The brakes remain unchanged from the existing Chorus but nearly everything else has.
The group features a new Ultra-Torque crank set and chainrings. It comes in a variety of configurations: 53/39, 52/36 and 50/34. It also comes in three lengths: 170, 172.5 and 175mm.The EPS derailleur, like it’s mechanical brother, will handle a cog as large as 29 teeth. Shift speed is noticeably quicker than with the mechanical group.
The button that conducts downshifts for the front and upshifts for the rear is easy to reach no matter whether your hands are on the hoods or in the drops. I’ve even shifted from the bar top with by extending my pinkie.
Our ride was relatively brief, but my experience with Campagnolo is deep and varied. I liked this group a lot. Typically, the opposition friends of mine have had to Campy groups has been either the cost—for the upper-end groups—or the weight—for the lower-end groups. This Chorus group isn’t cheap, but it does a nice job of blending functionality, weight and cost.
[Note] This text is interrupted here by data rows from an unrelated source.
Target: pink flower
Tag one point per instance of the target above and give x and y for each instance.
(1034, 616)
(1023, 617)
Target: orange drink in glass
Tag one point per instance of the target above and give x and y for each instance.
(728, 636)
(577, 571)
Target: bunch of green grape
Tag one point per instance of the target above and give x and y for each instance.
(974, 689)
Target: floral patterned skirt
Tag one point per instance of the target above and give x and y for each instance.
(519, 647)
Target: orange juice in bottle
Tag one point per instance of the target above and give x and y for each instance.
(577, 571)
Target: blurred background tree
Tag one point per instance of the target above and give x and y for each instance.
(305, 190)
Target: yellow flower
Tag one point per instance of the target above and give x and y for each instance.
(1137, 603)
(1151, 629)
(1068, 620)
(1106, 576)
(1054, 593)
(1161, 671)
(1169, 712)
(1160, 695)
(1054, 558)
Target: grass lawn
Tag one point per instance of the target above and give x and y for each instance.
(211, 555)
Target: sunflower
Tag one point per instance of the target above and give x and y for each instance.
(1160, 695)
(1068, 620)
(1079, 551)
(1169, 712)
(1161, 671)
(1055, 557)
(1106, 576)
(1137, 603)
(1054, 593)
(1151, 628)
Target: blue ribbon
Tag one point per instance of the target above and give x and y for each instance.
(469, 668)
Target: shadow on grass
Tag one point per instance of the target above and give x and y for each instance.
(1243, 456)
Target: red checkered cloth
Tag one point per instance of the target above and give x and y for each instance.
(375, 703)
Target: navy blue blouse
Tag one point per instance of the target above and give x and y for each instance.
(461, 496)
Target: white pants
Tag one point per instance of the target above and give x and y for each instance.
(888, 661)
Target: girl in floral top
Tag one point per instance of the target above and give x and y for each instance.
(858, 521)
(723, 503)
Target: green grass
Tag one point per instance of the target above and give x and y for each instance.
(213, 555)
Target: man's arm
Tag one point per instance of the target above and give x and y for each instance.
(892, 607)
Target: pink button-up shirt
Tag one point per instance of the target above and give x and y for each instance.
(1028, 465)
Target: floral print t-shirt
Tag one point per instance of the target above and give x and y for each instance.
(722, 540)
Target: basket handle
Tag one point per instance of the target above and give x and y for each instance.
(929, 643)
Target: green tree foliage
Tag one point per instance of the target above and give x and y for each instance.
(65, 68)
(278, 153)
Deer Valley ran the lifts for us so that those of us who reside at sea level so that we could do more than spend our time climbing at 3 mph. I managed to ride two bikes, the new Pivot Mach 4 Carbon and the Cannondale Trigger, both with 27.5″ wheels.
The ride with Pivot’s Chris Cocalis, Switchback’s Phil Booth and Byron of Bike Hugger was a pleasant reminder of why I miss downhill skiing—lift time with friends.
The new Mach 4—arguably Pivot’s most lauded and popular bike—moves to a new carbon fiber design. Cocalis worked with Shimano to make sure the frame would have routing options for both the mechanical XTR as well as the new Di2 XTR.
There’s a port on the bottom of the down tube for the Di2 battery. The new bike weighs in at only 22 lbs. and features a bit more travel than the previous version with 115mm of travel.
In my brief ride on it, I found the Mach 4 to be really nimble, especially in tight switchbacks and over undulating terrain. This is a bike I’d love to get more time on.
I couldn’t tell if the suspension was just a bit firm for my weight or if it simply wasn’t as active, but I wanted something a bit more supple on the down. The bike handled really well, though, and allowed me to pick my line with precision even at high speed.
After the lifts shut down I took both an electrically assisted Lapierre and a Haibike out on the trails. Considering I was riding platform pedals and a suspension set up for God knows whose weight, these bikes shouldn’t have been much fun, what with my cleats slipping off the pedals, but my experience was crazy fun.
The first thing I noticed is the way the altitude effects melted away. We were at 7000 feet and I rode to over 8000 feet without getting a headache. The Bosch system is not a throttle-assist; you must pedal. The computer gives you four pedal modes—eco, tour, sport and turbo—pretty self-explanatory. I tended to ride in tour and sport and found the system most effective and my control best when I kept my cadence up.
I’ve heard numerous concerns (some forwarded by IMBA) that electric-assist bikes don’t belong on trails, the riders will roost trails into ruts and traditional riders will get run over by the “cheaters.” I found that I was able to manage my efforts through wet spots so that I didn’t add to trail damage and the assistance allowed me to see far more of the mountain than I would have on my own.
Clearly, these bikes aren’t for everyone, but this thing could welcome a whole new segment of rider into off-road riding.